Quantum Commodity Intelligence – Prompt European natural gas futures continued to row back from recent two-month highs Thursday, on optimism that industrial action from Chevron's Australian workers in the gas sector will be less disruptive than initially feared.

Although there has been no fresh updates on the talks, hopes remain high that a settlement can be reached before further escalation.

Earlier this week unions gave notice they will initiate work bans and 10-hour daily stoppages at Chevron's Gorgon and Wheatstone LNG projects from next week and escalate the action in subsequent weeks, which would threaten global gas supplies heading into the peak northern hemisphere winter.

Woodside Energy last week reached a settlement with unions that will keep gas flowing from the company's huge North West Shelf project in Australia, which had raised hopes a speedy deal could also be worked out with Chevron.

Benchmark TTF futures for Oct23 were around €35/MWh in late-afternoon European trading Thursday, down 11% on the day after prices reached almost €50/MWh earlier this month prior to the Woodside agreement.

Further along the curve, Nov23 was also down 6.5% at around €45.40/MWh, while the key winter contracts for Jan24/Feb24 were both down around 4% at close to €52.50-€53/MWh.

Possible strikes

About 500 workers at Chevron's Gorgon and Wheatstone LNG processing plants were joined Monday by Wheatstone's offshore platform personnel, who also voted unanimously for protected action, including possible strikes.

"These have a combined capacity of 24.5mtpa, around 6% of global supply. This is clearly still a risk to the market, particularly if we see a prolonged strike that would affect all of this capacity and if it runs deep into the Northern Hemisphere winter," said Warren Patterson, head of ING's commodity research.

Analysts have noted that talks between unions and energy companies often 'go to the wire' before a last-minute compromise is reached, which is a pattern regularly seen with Norway's offshore oil and gas workers. 

Australia is not typically a supplier of LNG to Europe, but reduced supplies would mean that Asian buyers would increase competition with European buyers, likely causing a spike in global pricing. 

"This is an upside risk to European gas prices, particularly if it were to occur over the heating season If the LNG supply, which Europe is more reliant on now, is also reduced, inventories would fall quicker through winter," added Patterson.

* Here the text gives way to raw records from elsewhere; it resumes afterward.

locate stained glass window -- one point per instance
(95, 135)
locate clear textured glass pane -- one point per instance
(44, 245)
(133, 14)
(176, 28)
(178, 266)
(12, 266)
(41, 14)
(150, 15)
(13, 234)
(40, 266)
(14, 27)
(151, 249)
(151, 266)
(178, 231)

Despite a number Norwegian outages over the summer, European inventories are already over 90%, versus 79% at the same stage last year, and well ahead of the Commission's target of having 90% storage by 1 November.

"TTF volatility continues amid the Australian news, while fundamentals remain bearish EU stocks are nearly at 93%, with slow gas injections and rising LNG storage," said Kpler analytics Thursday.